The threat you identified isn't special to GRUB or even bootloaders. Any EFI executable could potentially be "hiding" a malicious bootloader, or some other malicious payload that mucks with the way Windows boots up. I think you'll deal with this potential threat exactly one way: if you find out a previously-signed EFI executable is doing bad things, you'll add the signature associated with that executable to the "forbidden list" (essentially revoking the signature), and you'll go after whoever submitted that executable for signing.

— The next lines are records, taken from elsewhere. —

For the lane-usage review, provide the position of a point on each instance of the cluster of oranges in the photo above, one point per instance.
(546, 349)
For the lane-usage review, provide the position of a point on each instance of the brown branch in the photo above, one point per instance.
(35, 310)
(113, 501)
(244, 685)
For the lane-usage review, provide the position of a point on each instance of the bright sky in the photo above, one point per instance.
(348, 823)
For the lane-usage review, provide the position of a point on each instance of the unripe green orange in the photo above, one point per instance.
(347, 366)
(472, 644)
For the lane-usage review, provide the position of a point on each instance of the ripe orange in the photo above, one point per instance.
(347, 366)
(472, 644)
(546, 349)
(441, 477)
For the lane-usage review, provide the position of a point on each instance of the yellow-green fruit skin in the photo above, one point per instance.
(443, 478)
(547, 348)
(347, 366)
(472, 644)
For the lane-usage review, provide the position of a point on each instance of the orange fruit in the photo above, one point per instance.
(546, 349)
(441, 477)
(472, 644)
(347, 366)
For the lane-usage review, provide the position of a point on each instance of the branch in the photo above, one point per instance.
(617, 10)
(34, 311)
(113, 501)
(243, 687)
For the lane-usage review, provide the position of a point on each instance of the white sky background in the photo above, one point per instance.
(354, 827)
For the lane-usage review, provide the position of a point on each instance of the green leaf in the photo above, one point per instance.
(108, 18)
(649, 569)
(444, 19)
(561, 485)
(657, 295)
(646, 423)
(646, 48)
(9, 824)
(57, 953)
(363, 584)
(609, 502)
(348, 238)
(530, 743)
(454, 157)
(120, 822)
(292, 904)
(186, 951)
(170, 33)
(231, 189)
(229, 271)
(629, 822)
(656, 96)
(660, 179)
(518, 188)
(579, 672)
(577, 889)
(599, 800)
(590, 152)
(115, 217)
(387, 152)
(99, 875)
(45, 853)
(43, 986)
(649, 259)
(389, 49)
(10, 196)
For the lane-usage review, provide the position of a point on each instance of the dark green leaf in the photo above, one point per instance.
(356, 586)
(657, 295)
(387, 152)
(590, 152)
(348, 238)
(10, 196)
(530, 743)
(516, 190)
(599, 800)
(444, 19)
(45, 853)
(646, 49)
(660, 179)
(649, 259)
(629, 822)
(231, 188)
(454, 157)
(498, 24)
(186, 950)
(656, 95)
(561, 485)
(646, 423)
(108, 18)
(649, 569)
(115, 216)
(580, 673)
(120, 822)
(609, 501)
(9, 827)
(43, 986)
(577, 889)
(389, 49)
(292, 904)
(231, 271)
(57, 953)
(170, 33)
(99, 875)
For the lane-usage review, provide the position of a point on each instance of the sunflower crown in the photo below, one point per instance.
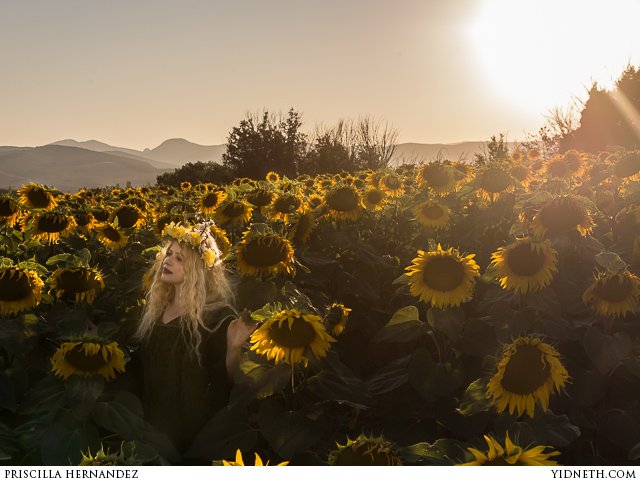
(197, 237)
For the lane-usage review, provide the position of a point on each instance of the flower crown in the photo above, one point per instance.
(197, 237)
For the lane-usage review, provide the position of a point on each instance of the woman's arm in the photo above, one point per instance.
(238, 333)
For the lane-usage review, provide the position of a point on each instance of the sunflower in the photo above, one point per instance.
(528, 372)
(533, 155)
(432, 214)
(110, 237)
(337, 316)
(50, 226)
(613, 294)
(260, 197)
(209, 201)
(128, 216)
(628, 166)
(391, 184)
(81, 283)
(443, 277)
(438, 177)
(84, 220)
(314, 200)
(343, 202)
(511, 454)
(264, 254)
(287, 336)
(9, 210)
(234, 212)
(302, 228)
(272, 177)
(20, 290)
(558, 168)
(525, 265)
(562, 214)
(88, 358)
(220, 236)
(493, 182)
(36, 197)
(100, 214)
(286, 205)
(364, 451)
(374, 198)
(258, 461)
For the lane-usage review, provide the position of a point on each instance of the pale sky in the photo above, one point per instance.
(133, 73)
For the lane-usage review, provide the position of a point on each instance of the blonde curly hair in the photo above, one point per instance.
(203, 289)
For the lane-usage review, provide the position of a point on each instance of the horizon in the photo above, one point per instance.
(137, 74)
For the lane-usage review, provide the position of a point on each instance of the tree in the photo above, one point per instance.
(609, 118)
(264, 143)
(197, 172)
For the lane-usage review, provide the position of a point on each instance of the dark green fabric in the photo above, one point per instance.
(179, 394)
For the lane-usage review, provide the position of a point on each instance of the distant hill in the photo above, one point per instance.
(71, 168)
(180, 151)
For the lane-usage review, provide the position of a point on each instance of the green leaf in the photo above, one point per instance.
(610, 261)
(63, 442)
(123, 416)
(288, 432)
(404, 315)
(607, 351)
(474, 399)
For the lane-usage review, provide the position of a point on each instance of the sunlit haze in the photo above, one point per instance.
(134, 74)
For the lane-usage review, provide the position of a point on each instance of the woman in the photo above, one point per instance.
(190, 335)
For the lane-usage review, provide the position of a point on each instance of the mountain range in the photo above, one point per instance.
(70, 165)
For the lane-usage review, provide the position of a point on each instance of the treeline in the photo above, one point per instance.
(267, 142)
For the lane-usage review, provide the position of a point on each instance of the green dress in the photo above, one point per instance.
(180, 394)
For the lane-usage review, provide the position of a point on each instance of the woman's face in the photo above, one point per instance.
(173, 265)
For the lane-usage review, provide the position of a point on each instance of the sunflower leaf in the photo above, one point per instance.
(610, 261)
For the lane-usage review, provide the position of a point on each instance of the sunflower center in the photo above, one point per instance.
(374, 197)
(561, 216)
(526, 370)
(52, 223)
(264, 252)
(8, 207)
(436, 176)
(38, 198)
(210, 200)
(432, 211)
(100, 215)
(82, 361)
(494, 181)
(343, 199)
(300, 335)
(14, 287)
(614, 289)
(110, 233)
(127, 216)
(558, 168)
(443, 274)
(524, 260)
(233, 210)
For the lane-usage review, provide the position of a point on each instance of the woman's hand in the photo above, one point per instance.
(239, 330)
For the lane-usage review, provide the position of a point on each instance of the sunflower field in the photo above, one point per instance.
(432, 314)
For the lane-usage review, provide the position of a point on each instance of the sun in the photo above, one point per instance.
(540, 54)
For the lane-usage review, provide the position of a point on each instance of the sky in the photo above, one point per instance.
(136, 73)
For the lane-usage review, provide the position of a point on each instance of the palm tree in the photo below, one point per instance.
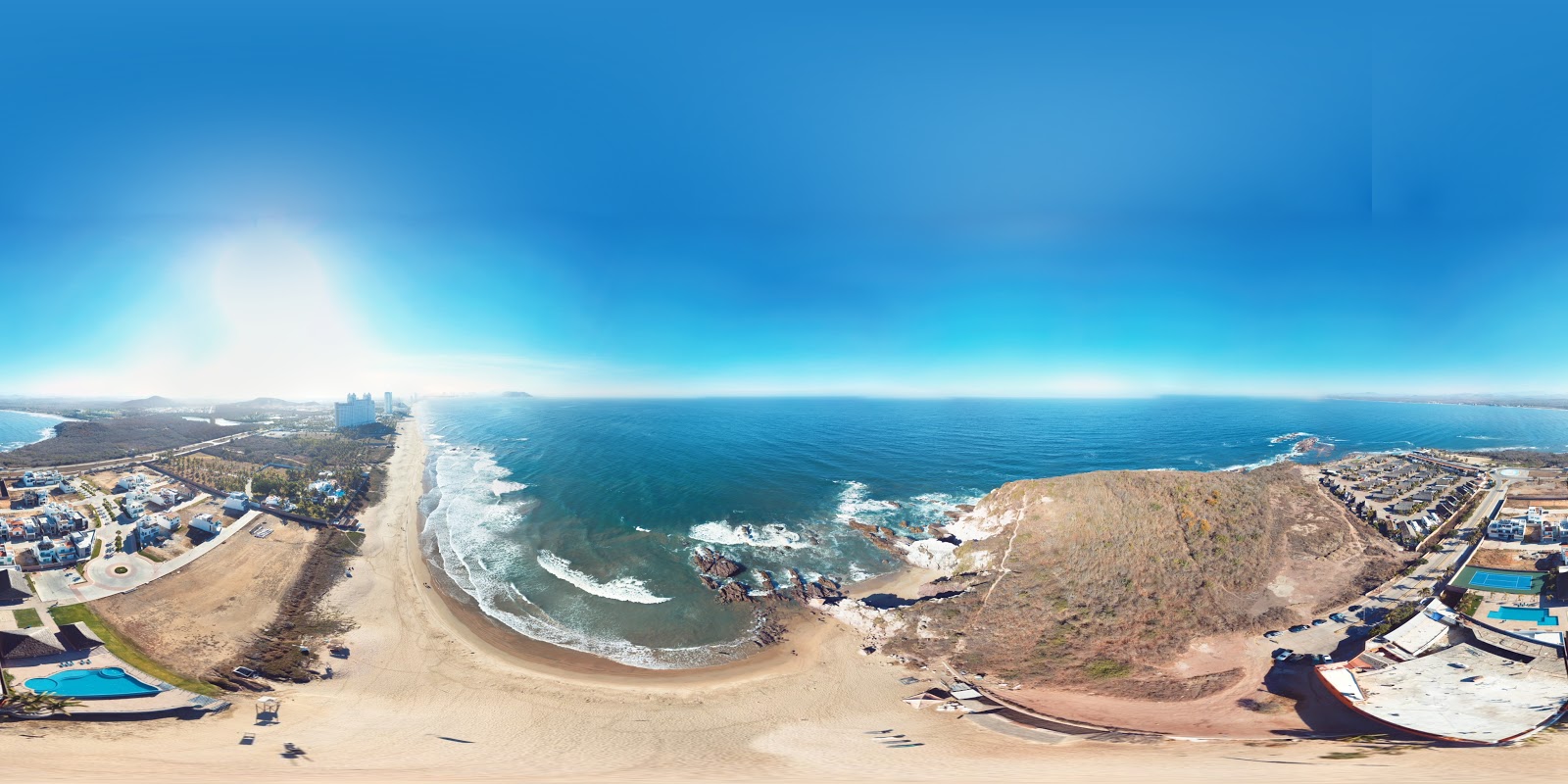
(18, 703)
(57, 705)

That doesn't necessarily help you if OS-present malware modifies the loaders and the kernel. On the next boot you could load a modified kernel, which isn't going to be detected because you'll also have modified loaders. But, a lesser-known fact about UEFI secure boot with Windows8 is that Microsoft's OS loader is going to be signed with a different key than all other EFI executables. While I don't know exactly how its intended to work, its presumably intended to help block the sort of attack I think you are imagining. But, at the very least, GRUB can't directly load Windows. Instead it would launch the Windows 8 loader, and the UEFI BIOS should verify the signature at that stage. Presumably a bootloader like GRUB could be modified to directly load Windows, but that might be enough to land you on the forbidden list if someone catches you.
I don't know. All that's basically just a guess on my part.
I think you're absolutely right though that there's a tension between security and flexibility here.
You make an interesting point about service processors. Generally speaking, it should be difficult for malware to use that vector, since service processors (should) authenticate any requests (using a digital certificate, or at least a password). Still, a strict interpretation of Microsoft's requirements say that physical presence is required, and remotely changing a BIOS setting via a service processor isn't physical presence. Will OEMs write their BIOS so you can't change that setting via something like AMT? Maybe. I don't really know. I honestly don't see a compelling need to be able to turn it off remotely, so it seems like a bad idea to let it be remotely accessible by any mechanism, including a service processor. If you're running Windows, the only reason you might want to turn off secure boot is to use an old add-in card, in which case you're already physically at the box. If you're running Linux, and they don't get their act together to play nicely with secure boot, then you're just going to turn off secure boot when you initially set up the system.